Rigby's framework is basically Marxist, and from an African perspective.

He asserts that the primary reason anthropologists avoid discussing the topics of race and racism, is that they do not recognize that racism was a historically fundamental constituent element in the rise of capitalism, bourgeous culture and alienated science, and is still necessary for their reproduction in their present form.

In this book, Rigby traces the origins of the current ideology of racism to the time of European enslavement of Africans, and discusses the academic and scientific theorists who developed this ideology in the last two centuries. He focusses especially on sociobiology's attempts to establish links between race, IQ, crime and sexual restraint.
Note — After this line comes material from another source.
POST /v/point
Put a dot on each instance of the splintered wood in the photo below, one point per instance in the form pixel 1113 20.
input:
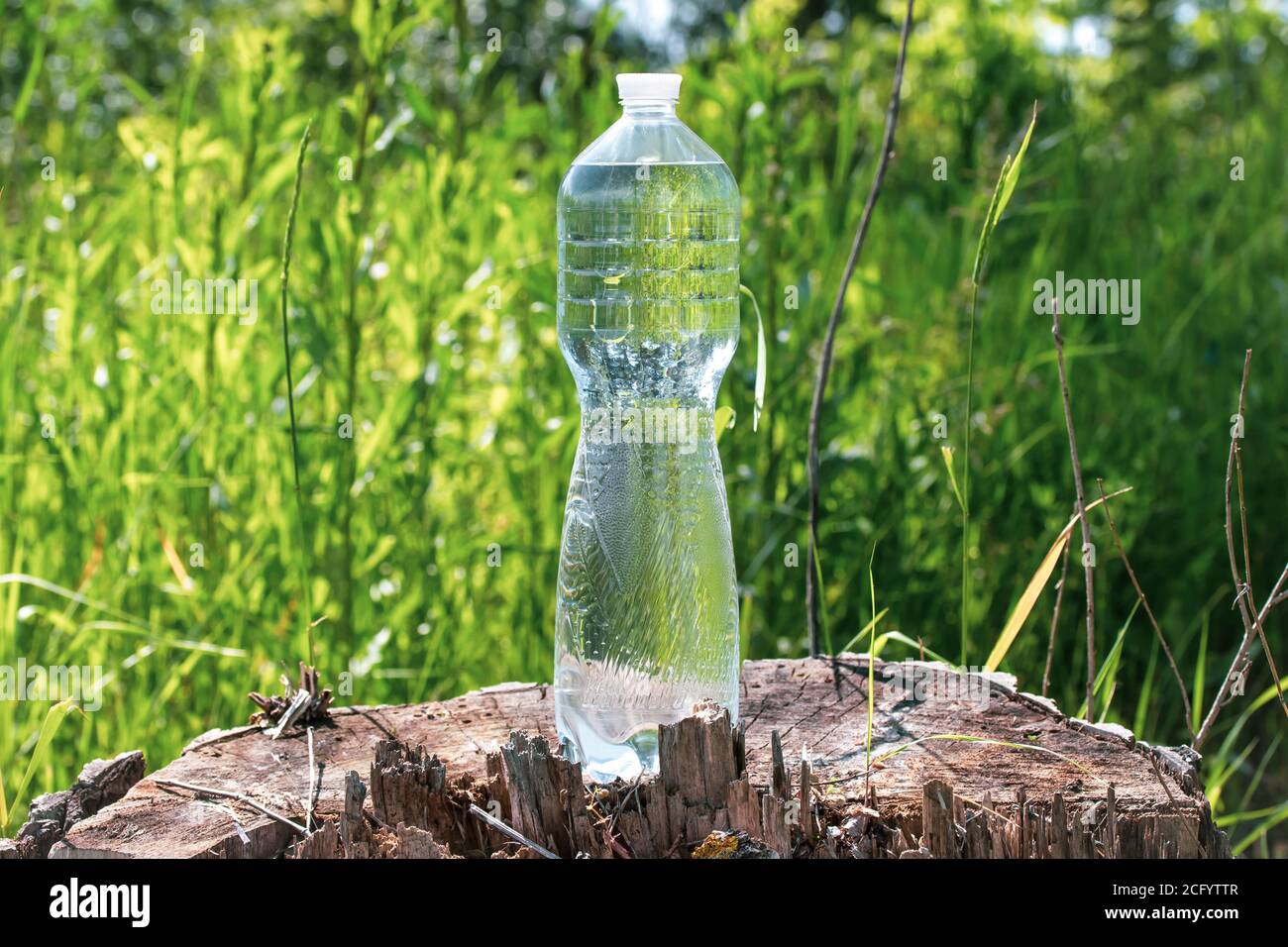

Further, he investigates the "Hamitic Myth", and how it was used by Belgian colonialists to "create" the tribes of Hutu and Tutsi, that led to the genocide in Rwanda/Burundi.

Rigby concludes with an exploration of what African knowledge can add to the struggle to undermine the concepts of race and racism, classism and sexism, but more importantly, what it can teach the bourgeois West about its own past and future.

His references include Frantz Fanon (Black Skin, White Masks), Jean Paul Sartre (Critique of Dialectical Reason), and Manning Marable (How Capitalism underdeveloped Black America), among others. I am planning to post reviews of these as I proceed in my readings.